Your Humble Blogger finally caught the plague.
First of all: I’m fine. I never had any symptoms (although maybe some mild fatigue was attributable to the plague and not, you know, life in general) and I have tested negative again and been cleared to return to work. Whoo hoo.
I did manage to avoid getting the plague for two and a half years, and the important part of that is that I was able to get triply vaccinated before getting the plague, which may have something to do with it being such a mild case. That is, of course, assuming I have not had it before—had I not tested, I would not have known I had it this week, so presumably I could have had it any of the hundred weeks before this last one. Still and all, I have been lucky. And careful. And also lucky.
My household did not ever test positive on the rapid tests, so that’s all right, too. I isolated in the home for a few days, and since I happen to have a large enough home and paid time off and decent air-conditioning and internet, I was not unduly inconvenienced—that is to say, I was and am able to limit other people’s exposure to this plague without significant cost. Virtue!
That part of it reminded me quite forcibly that my good fortune is not shared by everyone—the more it costs people to isolate, in money and discomfort and lost opportunities and even just boredom, the more people will fail to do it, and the more people will be exposed, and fill our hospitals, and die. And incubate new mutations and variants, as well. This is a policy matter, and we’re not doing the morally right thing or the sensible thing or even the safe thing, which would be to support and protect people who are isolating. And also to share wealth and good fortune and security generally, because this is not the only such situation where socio-economic inequality is dangerous to us all.
As it happens, and by a coincidence, a few people I know were recently at an annual event that they enjoy very much, and that had (of course) not happened for the last two years, and which was simultaneously a source of great joy and also great anxiety—they took great care to protect their event as much as possible, and wound up with a prevalence rate that was… well, anyway, a bunch of people got positive tests, and some went home early, but they didn’t have to shut the whole damn’ camp. And as far as I know (which is only as far as I know) no-one has been hospitalized, so yay vaccines again. But I think it’s safe to say that the event (from what I hear) was not what it was in the Beforetimes, despite the organizers and attendees doing All the Right Things.
And I’m thinking: what will be different next summer?
Maybe this is the difference between ‘pandemic’ and ‘endemic’, but—I don’t see any reason, right now, to think that next summer this group could meet without the same thing happening. Maybe it wouldn’t—probabilities are strange things—but we are not expecting any very different vaccine, any newly effective protocols, any herd immunity that would lead me to think that a gathering of a couple of hundred people in July 2023 would be any safer, from a pandemic point of view, than one in July 2022.
The likeliest thing, I think at the moment, is that we’ll just stop testing so much. I have already had the temptation, several times, to not test in a situation where a positive test would deprive me of something I really want—a visit, or a concert, or whatever. Even this week, if I hadn’t tested myself, I could have had a more pleasant weekend—gone to a concert, maybe—and saved up my sick days at work, and it wouldn’t have endangered me at all, and probably not endangered my family and friends very much, either. Probably.

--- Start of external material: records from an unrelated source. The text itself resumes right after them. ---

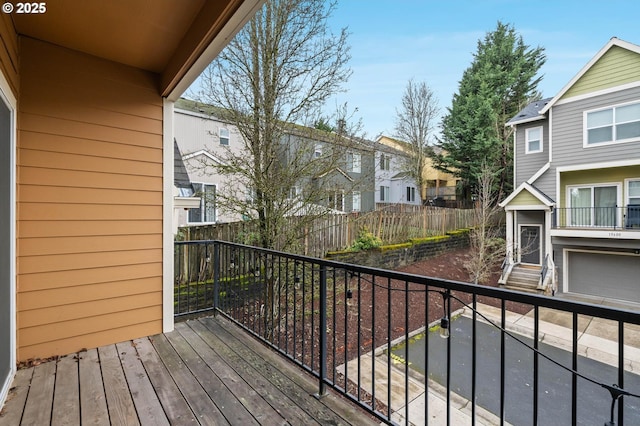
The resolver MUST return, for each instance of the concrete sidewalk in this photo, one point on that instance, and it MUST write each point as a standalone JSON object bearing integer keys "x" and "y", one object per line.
{"x": 597, "y": 340}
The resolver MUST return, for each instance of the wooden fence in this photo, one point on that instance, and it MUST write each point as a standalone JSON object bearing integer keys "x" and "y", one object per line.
{"x": 336, "y": 232}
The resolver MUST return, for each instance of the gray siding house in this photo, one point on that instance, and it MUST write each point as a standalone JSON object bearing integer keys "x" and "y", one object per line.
{"x": 342, "y": 178}
{"x": 573, "y": 221}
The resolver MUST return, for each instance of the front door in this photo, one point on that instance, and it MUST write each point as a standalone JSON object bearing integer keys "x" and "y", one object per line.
{"x": 6, "y": 240}
{"x": 530, "y": 244}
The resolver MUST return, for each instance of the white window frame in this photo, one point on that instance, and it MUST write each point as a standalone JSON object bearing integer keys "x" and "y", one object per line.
{"x": 627, "y": 195}
{"x": 203, "y": 205}
{"x": 385, "y": 193}
{"x": 592, "y": 186}
{"x": 385, "y": 162}
{"x": 354, "y": 162}
{"x": 528, "y": 140}
{"x": 614, "y": 140}
{"x": 356, "y": 201}
{"x": 222, "y": 137}
{"x": 411, "y": 194}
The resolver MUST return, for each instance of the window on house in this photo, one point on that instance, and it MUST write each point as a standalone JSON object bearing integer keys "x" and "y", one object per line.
{"x": 533, "y": 140}
{"x": 356, "y": 201}
{"x": 411, "y": 194}
{"x": 336, "y": 200}
{"x": 224, "y": 136}
{"x": 295, "y": 192}
{"x": 354, "y": 162}
{"x": 593, "y": 205}
{"x": 616, "y": 124}
{"x": 633, "y": 192}
{"x": 385, "y": 162}
{"x": 206, "y": 213}
{"x": 384, "y": 194}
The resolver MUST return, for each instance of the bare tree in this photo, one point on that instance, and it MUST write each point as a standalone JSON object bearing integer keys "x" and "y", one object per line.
{"x": 487, "y": 246}
{"x": 280, "y": 69}
{"x": 415, "y": 123}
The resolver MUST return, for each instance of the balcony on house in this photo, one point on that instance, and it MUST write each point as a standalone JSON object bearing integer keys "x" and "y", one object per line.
{"x": 620, "y": 218}
{"x": 256, "y": 326}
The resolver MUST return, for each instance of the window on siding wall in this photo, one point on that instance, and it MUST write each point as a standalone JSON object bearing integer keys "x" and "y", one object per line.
{"x": 384, "y": 193}
{"x": 385, "y": 162}
{"x": 633, "y": 192}
{"x": 593, "y": 206}
{"x": 224, "y": 136}
{"x": 533, "y": 139}
{"x": 206, "y": 213}
{"x": 411, "y": 194}
{"x": 356, "y": 203}
{"x": 354, "y": 162}
{"x": 616, "y": 124}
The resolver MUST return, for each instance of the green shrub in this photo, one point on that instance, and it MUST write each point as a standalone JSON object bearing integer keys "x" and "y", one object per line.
{"x": 365, "y": 241}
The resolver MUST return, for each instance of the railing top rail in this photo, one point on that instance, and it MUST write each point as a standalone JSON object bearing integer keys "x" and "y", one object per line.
{"x": 581, "y": 308}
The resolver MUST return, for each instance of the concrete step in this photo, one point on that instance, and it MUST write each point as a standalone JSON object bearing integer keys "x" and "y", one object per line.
{"x": 524, "y": 278}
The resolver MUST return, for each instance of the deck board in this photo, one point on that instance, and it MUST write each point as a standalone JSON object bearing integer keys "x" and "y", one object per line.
{"x": 172, "y": 400}
{"x": 234, "y": 411}
{"x": 93, "y": 403}
{"x": 145, "y": 399}
{"x": 66, "y": 410}
{"x": 207, "y": 371}
{"x": 119, "y": 401}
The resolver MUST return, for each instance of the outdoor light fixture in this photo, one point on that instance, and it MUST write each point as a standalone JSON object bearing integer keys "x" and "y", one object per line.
{"x": 444, "y": 327}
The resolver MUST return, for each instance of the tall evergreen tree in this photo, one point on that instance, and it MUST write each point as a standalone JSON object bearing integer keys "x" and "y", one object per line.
{"x": 501, "y": 80}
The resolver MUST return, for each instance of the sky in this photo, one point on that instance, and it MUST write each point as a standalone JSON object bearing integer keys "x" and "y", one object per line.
{"x": 393, "y": 41}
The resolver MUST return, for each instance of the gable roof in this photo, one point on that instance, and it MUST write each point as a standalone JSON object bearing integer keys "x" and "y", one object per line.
{"x": 529, "y": 113}
{"x": 535, "y": 192}
{"x": 613, "y": 42}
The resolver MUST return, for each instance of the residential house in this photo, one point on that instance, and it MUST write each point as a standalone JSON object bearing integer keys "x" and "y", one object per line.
{"x": 343, "y": 184}
{"x": 394, "y": 184}
{"x": 86, "y": 112}
{"x": 438, "y": 184}
{"x": 575, "y": 209}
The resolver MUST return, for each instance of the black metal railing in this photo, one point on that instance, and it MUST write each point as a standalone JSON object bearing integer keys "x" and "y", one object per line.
{"x": 627, "y": 217}
{"x": 372, "y": 335}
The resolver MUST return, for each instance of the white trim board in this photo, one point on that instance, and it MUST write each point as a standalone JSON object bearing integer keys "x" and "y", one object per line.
{"x": 6, "y": 96}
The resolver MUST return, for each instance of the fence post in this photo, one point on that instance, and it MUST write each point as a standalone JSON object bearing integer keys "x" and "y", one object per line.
{"x": 323, "y": 332}
{"x": 216, "y": 277}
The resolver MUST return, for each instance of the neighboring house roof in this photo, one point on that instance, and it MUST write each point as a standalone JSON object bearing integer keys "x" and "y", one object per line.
{"x": 180, "y": 175}
{"x": 401, "y": 175}
{"x": 529, "y": 113}
{"x": 540, "y": 196}
{"x": 204, "y": 152}
{"x": 614, "y": 42}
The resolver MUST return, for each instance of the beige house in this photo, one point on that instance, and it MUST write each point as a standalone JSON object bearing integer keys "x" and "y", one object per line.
{"x": 86, "y": 133}
{"x": 439, "y": 184}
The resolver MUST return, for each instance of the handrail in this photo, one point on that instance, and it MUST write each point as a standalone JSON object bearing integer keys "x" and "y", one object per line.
{"x": 327, "y": 316}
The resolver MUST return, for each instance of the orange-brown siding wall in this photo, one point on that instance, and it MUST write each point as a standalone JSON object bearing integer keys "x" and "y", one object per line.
{"x": 89, "y": 202}
{"x": 9, "y": 52}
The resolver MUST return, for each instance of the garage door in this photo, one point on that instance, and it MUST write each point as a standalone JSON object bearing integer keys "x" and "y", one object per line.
{"x": 606, "y": 275}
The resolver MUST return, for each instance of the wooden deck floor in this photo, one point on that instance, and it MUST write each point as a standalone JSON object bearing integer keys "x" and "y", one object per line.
{"x": 207, "y": 372}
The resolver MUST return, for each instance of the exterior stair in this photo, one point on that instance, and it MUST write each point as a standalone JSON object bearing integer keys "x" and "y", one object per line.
{"x": 524, "y": 278}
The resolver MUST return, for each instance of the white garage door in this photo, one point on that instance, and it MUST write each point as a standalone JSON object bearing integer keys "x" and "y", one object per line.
{"x": 608, "y": 275}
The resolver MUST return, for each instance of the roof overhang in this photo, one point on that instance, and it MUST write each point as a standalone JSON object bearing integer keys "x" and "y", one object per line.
{"x": 613, "y": 42}
{"x": 545, "y": 202}
{"x": 175, "y": 39}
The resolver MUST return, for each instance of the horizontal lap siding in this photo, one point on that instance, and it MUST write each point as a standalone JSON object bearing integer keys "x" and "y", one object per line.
{"x": 89, "y": 202}
{"x": 568, "y": 131}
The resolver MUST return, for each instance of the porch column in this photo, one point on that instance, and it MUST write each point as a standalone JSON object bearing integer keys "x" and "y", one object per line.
{"x": 547, "y": 231}
{"x": 510, "y": 235}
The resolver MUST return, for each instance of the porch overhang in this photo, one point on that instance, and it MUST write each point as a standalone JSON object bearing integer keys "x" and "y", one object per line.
{"x": 527, "y": 197}
{"x": 174, "y": 39}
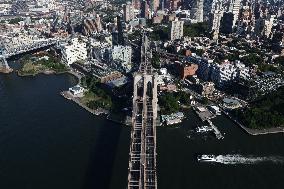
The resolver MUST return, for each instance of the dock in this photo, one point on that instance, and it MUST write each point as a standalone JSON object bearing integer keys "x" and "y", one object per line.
{"x": 216, "y": 130}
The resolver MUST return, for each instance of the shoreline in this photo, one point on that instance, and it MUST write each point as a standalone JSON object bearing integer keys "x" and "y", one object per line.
{"x": 45, "y": 72}
{"x": 68, "y": 96}
{"x": 97, "y": 112}
{"x": 255, "y": 132}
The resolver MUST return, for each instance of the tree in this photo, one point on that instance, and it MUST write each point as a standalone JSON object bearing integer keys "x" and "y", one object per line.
{"x": 156, "y": 63}
{"x": 252, "y": 59}
{"x": 169, "y": 103}
{"x": 195, "y": 30}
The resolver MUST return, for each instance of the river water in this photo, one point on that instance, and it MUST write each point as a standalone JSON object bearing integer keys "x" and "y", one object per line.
{"x": 48, "y": 142}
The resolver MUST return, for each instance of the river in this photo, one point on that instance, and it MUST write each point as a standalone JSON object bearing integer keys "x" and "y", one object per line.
{"x": 48, "y": 142}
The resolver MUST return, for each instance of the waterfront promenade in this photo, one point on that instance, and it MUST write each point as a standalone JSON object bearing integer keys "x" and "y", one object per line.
{"x": 255, "y": 131}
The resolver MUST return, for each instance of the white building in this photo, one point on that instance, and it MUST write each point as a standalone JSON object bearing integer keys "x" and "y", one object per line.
{"x": 128, "y": 13}
{"x": 235, "y": 9}
{"x": 199, "y": 12}
{"x": 223, "y": 74}
{"x": 176, "y": 30}
{"x": 75, "y": 51}
{"x": 123, "y": 54}
{"x": 268, "y": 23}
{"x": 215, "y": 21}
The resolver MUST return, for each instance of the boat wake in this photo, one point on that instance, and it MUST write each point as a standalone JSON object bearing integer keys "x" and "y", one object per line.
{"x": 240, "y": 159}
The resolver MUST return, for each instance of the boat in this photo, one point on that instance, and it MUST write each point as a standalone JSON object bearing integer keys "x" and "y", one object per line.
{"x": 206, "y": 158}
{"x": 203, "y": 129}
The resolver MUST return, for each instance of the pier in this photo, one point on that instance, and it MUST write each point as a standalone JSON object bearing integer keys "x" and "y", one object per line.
{"x": 215, "y": 130}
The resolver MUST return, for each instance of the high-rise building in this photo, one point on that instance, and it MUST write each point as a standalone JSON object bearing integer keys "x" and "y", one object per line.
{"x": 199, "y": 12}
{"x": 268, "y": 23}
{"x": 128, "y": 13}
{"x": 145, "y": 9}
{"x": 215, "y": 20}
{"x": 235, "y": 9}
{"x": 227, "y": 23}
{"x": 176, "y": 29}
{"x": 155, "y": 5}
{"x": 117, "y": 36}
{"x": 123, "y": 54}
{"x": 136, "y": 4}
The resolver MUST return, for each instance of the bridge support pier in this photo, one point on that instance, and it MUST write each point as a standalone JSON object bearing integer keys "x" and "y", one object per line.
{"x": 4, "y": 67}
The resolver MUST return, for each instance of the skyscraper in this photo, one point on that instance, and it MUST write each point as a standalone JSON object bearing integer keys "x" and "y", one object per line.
{"x": 136, "y": 4}
{"x": 199, "y": 12}
{"x": 235, "y": 9}
{"x": 145, "y": 12}
{"x": 215, "y": 20}
{"x": 176, "y": 30}
{"x": 128, "y": 12}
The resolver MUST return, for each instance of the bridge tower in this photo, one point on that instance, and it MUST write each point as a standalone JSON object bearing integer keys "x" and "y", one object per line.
{"x": 4, "y": 67}
{"x": 142, "y": 161}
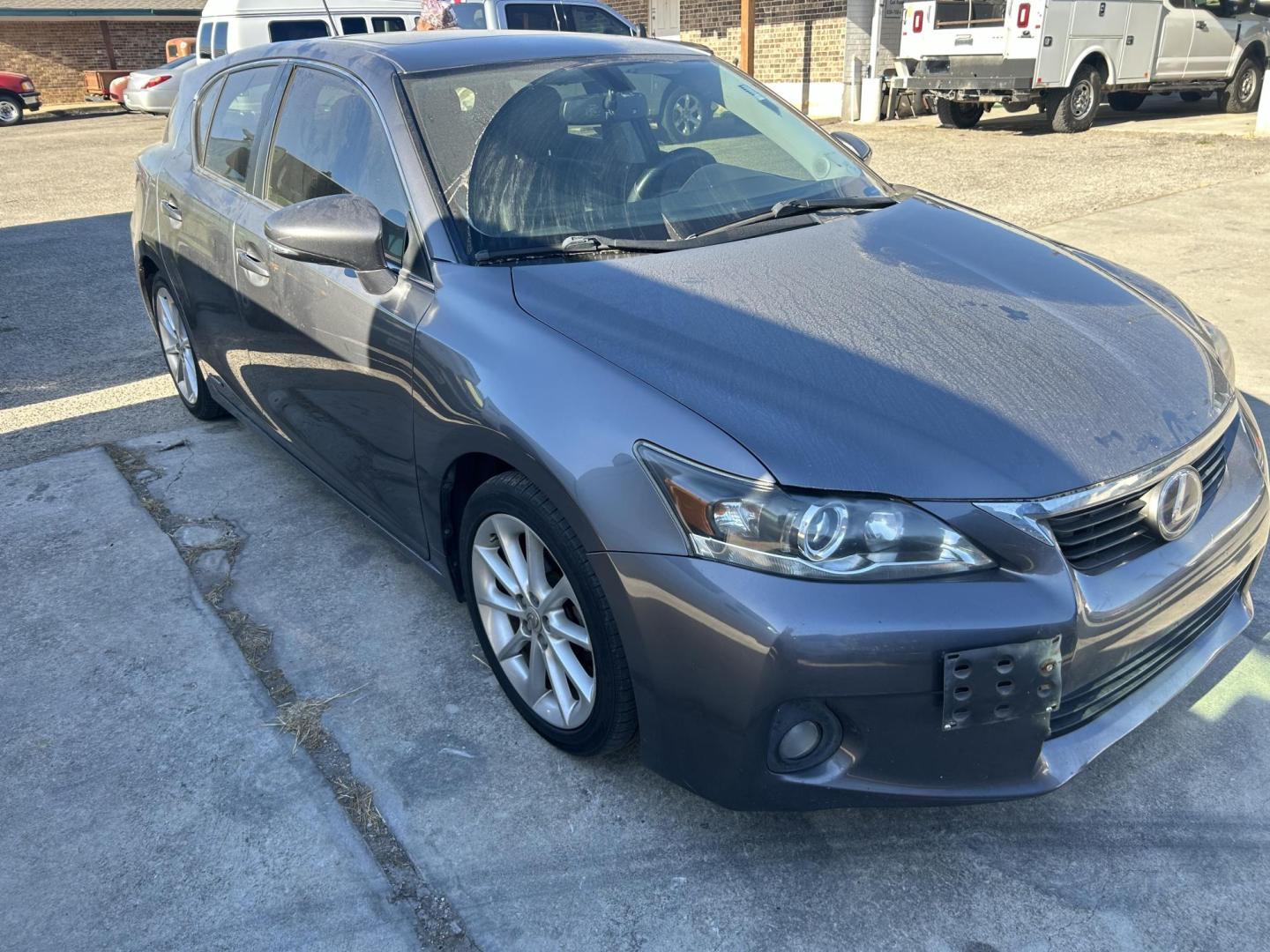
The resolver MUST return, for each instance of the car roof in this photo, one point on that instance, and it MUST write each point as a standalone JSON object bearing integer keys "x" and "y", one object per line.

And when we don’t test so much, we’ll be more relaxed. The vaccines will still work! Most people will experience the whole thing as maybe this is the plague, or maybe it’s a cold or something and then get better. Maybe we will be most people! We probably won’t have another month where a hundred thousand people die of this disease, but maybe we will never have another week where fewer than a thousand die of it.
Or, you know, maybe by next year there will be a different pandemic.